Lisa Sepulveda, CEO of Euro RSCG Worldwide PR, said the agency hasn't seen much in pullbacks, but overall clients and agencies are more deliberate in approving 2009 plans.
“As clients are watching the economy, they are thinking about ways to get the most for their money,” said Sepulveda.
Because the tech sector was at the center of the last downturn, industry players are being more vigilant about responding to red flags. Sequoia Capital, a venture capital firm, reportedly hosted a recent mandatory, CEO all-hands meeting warning startups to rein in spending. Since then, PR agencies have noticed some startup clients scale back.
Shift Communications principal Todd Defren said his firm recently lost two startup clients.
“But we're not worried about clients,” he said. “Startups who were weak at the start have to strip out extraneous spending or they'll go out of business. But our pipeline is still full of new business opportunities.”
He added that larger clients are holding their PR budgets steady, but that “everyone is holding their breath.”
Sabrina Horn, founder of the Horn Group, said one startup client opted to move its entire PR function in-house and another has gone on hiatus until January. Both those low-retainer clients were based in New York, she noted.
Even so, she said the firm won two startup clients last week: Sportgenic and Syncsort. She added that one client cut its marketing budget 40%, but upped its PR budget 10%.
“We're calling every client to re-align and reaffirm their marketing goals,” Horn said. “For many clients, this means focusing on the essential rather than the ‘nice things.'” For instance, some clients are scaling back on trade shows and focusing on efforts that would directly increase Web traffic or sales.
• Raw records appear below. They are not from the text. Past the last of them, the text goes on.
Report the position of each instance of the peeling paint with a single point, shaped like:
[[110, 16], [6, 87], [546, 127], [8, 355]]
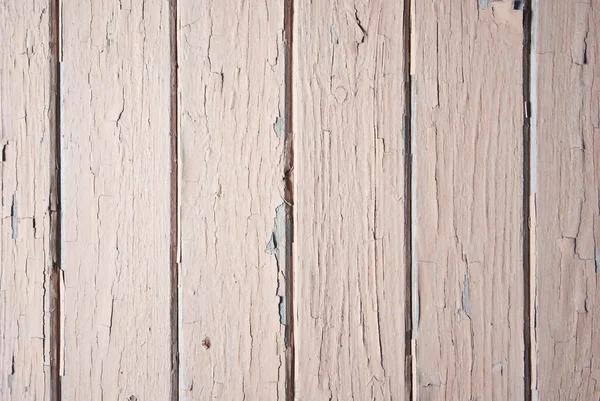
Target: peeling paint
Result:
[[277, 248], [15, 219], [484, 4], [466, 298]]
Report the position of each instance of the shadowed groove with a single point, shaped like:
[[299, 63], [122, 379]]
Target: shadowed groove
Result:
[[288, 23], [174, 257], [55, 206]]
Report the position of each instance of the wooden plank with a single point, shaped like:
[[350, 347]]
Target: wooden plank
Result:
[[349, 253], [231, 110], [568, 215], [115, 89], [26, 121], [469, 164]]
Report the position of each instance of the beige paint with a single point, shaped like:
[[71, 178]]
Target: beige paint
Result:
[[176, 126], [469, 155], [232, 273], [349, 260], [26, 130], [115, 90], [568, 216]]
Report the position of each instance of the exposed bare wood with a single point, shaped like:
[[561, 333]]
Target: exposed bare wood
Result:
[[233, 212], [116, 200], [349, 263], [568, 215], [26, 116], [469, 158]]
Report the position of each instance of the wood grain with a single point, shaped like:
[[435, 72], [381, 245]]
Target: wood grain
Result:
[[26, 121], [233, 214], [115, 90], [469, 169], [349, 253], [568, 216]]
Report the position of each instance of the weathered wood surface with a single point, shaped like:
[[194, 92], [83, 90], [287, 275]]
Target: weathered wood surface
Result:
[[349, 260], [228, 202], [469, 169], [567, 198], [26, 129], [233, 215], [115, 90]]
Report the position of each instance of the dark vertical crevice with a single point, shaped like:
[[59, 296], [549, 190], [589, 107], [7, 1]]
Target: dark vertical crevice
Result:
[[55, 206], [174, 264], [410, 333], [527, 193], [289, 198]]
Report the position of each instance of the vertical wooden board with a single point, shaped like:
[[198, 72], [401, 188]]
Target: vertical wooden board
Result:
[[233, 215], [115, 89], [469, 163], [349, 244], [26, 129], [568, 216]]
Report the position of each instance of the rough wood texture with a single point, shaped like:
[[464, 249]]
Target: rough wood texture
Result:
[[349, 261], [115, 89], [568, 216], [26, 114], [469, 158], [233, 214]]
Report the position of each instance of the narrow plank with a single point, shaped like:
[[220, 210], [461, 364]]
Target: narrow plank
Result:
[[26, 121], [233, 215], [116, 190], [469, 163], [568, 215], [349, 254]]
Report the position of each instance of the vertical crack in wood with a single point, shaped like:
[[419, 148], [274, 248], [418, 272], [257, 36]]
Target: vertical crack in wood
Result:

In the film industry, entertainment companies plan further in advance than in other sectors, so the economy might not make as many immediate waves. The Los Angeles Times, however, recently reported that Paramount is under pressure from parent company Viacom to cut back and streamline operations in part due to the economic climate.
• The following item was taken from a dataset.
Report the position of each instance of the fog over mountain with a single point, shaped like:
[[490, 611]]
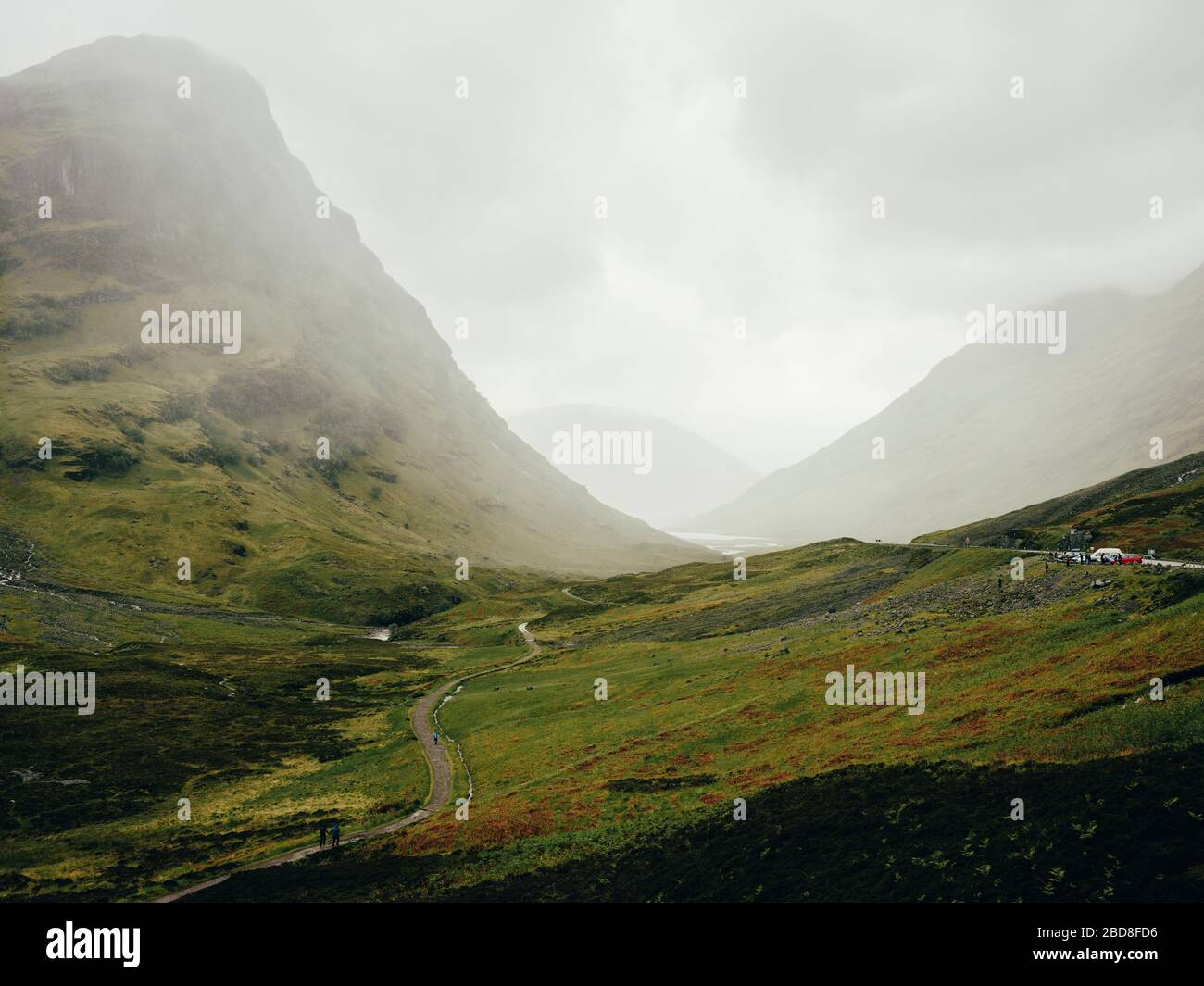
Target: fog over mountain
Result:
[[998, 426], [333, 436], [721, 207], [679, 473]]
“The entertainment cycle being what it is, between now and the end of the year, there won't be many changes,” said Rachel McCallister, co-president of mPRm, whose clients include Miramax. “We're just looking at what will happen in Q1.”
One agency with confidence in the entertainment industry is DKC, which is looking to expand its work in Los Angeles, said president Sean Cassidy. He cited the popularity of movies and said, “When there is a sense of [economic] concern, people look to moderately-priced escapism.”
One multicultural firm is seeing mixed results. “There is some sense that maybe [multicultural] can wait or we can incorporate it into mainstream,” said Esther Novak, CEO and founder of VanguardComm in New Jersey. “But for some, leveraging the growth in the multicultural segment is something they are willing to consider.”
There is likewise a mixed picture on the hiring front. Horn said her agency is actively hiring several positions spread across all experience levels.
Anna Leonard, COO for tech-focused Blanc & Otus, said it is not actively hiring because it has the staff it needs, but it has not implemented a freeze. “If business demanded it – we'd be willing to hire,” she said, noting that the agency is working on three high-profile RFPs.
One agency executive in LA said, “Everyone has slowed down on the hiring front, [but] some of that happens naturally this time of year.”
And a tech-agency leader said the firm is seeing an influx of résumés from other firms and speculated that layoffs might be underway, because “it is rare to see people leave their jobs in a tough economy.”